Xuanzang is claimed to have died on Guanghua Island, the small island in the center of Sun Moon Lake.]
Syuanzang Temple is located on the piedmont called Dark Green Dragon situated south of Sun Moon Lake, while Civil & Military Temple is located on the mountain slope situated north of Sun Moon Lake. Another well-known Buddhist temple located on the mountain slope north of Sun Moon Lake is Syuanzhuang Temple, which features a statue of Syuanzhuang Rabbit, a saint who was consacrated during the Tang (CE 618-907) Dynasty. The characters, "National Rabbit", appear on a stele above the temple's entrance. An adjacent building with quintessentially Chinese upturned eaves ("flying eaves") contains many paintings and calligraphic works devoted to the history of the temple. On the third floor of Syuanzhuang Temple is a small pagoda that contains the relics of the Syuanzhuang Rabbit.

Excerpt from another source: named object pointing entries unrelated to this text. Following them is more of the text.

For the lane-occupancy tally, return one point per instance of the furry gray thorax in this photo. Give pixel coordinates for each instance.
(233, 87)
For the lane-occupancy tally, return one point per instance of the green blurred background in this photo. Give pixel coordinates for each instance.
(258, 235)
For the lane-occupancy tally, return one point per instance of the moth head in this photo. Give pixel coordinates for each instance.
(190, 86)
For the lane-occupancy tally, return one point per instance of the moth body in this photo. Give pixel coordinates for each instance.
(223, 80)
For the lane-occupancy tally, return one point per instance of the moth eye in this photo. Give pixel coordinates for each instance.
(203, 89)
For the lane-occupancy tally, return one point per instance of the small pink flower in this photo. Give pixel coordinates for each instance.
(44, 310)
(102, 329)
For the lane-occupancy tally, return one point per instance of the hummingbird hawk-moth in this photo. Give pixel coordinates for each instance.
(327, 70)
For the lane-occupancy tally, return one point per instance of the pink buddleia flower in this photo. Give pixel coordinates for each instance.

A third edifice in the Syuanzhuang Temple complex is a 9-storey building located behind the temple called Charity Pagoda and which possibly predates the temple itself. It is a copy of an old, Song (CE 960-1279) Dynasty pagoda. Chimes hang from its eaves on every storey, creating a symphony of music that visitors find fascinating. Charity Pagoda's upper section also offers an excellent view of Sun Moon Lake and its environs. Inside Civil & Military Temple is a statue of Confucius (BCE 551-479), one of China's most influential thinkers and educators of all time (Confucius would most likely be called a philosopher today). The temple houses statues of various other religious and philosophical figures throughout China's illustrious history. There is a stone pathway that leads from Sun Moon Lake to the temple which contains exactly 365 steps, and which has been dubbed 'the pathway to heaven'.

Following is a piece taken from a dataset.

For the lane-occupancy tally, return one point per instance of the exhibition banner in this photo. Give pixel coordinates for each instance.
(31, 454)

Other attractions in the immediate vicinity of Sun Moon Lake include a number of villages belonging to the Gaoshan Clans, who comprise the following subgroups: the Ami, the Atayal, the Bunun, the Kavalan, the Paiwan, the Puyuma, the Saisiyat, the Sakizaya, the Rukai, the Tao (formerly the Yami), the Taroko, the Tsou and of course the Thao. Ever since the reunification of Taiwan with China following the end of Japanese rule at the close of WWII, these aboriginal subgroups have been collectively known as the Gaoshan, or the "Mountain People". The Gaoshan Clans are quite proficient at dancing and singing, and perform a rice harvest dance that is very popular among tourists.
Beginning in 1919, Taiwan's Japanese rulers built hydroelectric power plants on Sun Moon Lake. The power plant that was constructed on the lake in 1934 was considered one of the major international infrastructure projects of its time. The Japanese also built a railroad line, the Jiji Line, to be used in the construction of the 1934 hydroelectric power plant, just as the Japanese similarly built a railroad on Alishan for the purpose of mining the mountain's vast coal reserves.

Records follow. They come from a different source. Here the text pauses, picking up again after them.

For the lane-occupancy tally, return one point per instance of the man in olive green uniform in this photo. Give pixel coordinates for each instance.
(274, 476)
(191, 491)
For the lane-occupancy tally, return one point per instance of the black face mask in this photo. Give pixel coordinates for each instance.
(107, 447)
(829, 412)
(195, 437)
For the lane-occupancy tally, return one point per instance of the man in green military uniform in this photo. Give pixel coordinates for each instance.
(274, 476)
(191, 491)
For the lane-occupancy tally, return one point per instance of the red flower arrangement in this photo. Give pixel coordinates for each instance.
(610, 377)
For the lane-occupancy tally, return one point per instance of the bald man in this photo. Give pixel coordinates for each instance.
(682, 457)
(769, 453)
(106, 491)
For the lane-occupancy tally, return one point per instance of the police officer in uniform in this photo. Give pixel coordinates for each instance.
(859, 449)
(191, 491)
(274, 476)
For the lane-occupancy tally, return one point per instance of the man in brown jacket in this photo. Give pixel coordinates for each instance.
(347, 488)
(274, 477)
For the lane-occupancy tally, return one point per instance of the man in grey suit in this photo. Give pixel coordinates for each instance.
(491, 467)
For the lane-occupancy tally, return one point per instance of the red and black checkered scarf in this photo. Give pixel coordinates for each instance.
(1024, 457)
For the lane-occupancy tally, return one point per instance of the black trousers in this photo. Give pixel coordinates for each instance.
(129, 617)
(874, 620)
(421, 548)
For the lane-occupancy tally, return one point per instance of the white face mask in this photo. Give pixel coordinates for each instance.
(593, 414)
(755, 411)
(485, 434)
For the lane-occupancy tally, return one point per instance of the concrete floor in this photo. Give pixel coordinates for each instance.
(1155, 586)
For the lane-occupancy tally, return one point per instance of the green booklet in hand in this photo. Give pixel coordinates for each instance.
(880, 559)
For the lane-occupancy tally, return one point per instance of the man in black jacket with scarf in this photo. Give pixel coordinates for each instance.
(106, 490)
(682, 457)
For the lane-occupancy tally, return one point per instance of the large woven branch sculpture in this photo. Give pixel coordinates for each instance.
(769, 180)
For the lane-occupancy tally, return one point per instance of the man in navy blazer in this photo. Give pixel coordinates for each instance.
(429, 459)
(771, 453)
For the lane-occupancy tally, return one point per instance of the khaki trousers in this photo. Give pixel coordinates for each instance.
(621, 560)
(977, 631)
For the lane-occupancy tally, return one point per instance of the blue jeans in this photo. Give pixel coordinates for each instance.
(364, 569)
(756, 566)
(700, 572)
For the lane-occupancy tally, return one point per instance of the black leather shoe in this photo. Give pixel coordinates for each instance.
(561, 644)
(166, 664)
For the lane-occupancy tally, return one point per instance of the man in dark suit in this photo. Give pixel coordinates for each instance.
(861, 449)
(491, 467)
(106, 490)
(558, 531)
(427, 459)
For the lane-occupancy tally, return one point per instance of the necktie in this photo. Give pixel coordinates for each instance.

There is an annual, mid-Autumn Festival on Sun Moon Lake, where a special swimming event is held, though swimming is not otherwise permitted on the lake - at least not for the public at large. In connection with the mid-Autumn Festival, a fireworks show and a laser show are staged, just as various music concerts are also an important feature of the festival. Though in recent years Sun Moon Lake has been primed, as it were, as a major tourist attraction, it has in fact been regarded as a national natural and cultural treasure ever since the late 17th century, when the then Qing (CE 1644-1911) Dynasty government recognized the beauty of the lake, and a later Qing government conferred on it the status of 'one of the eight famous scenic sights of Taiwan'. Today, with many other tourist attractions on Taiwan competing for popularity, Sun Moon Lake is considered one of the thirteen most important tourist sites on Taiwan.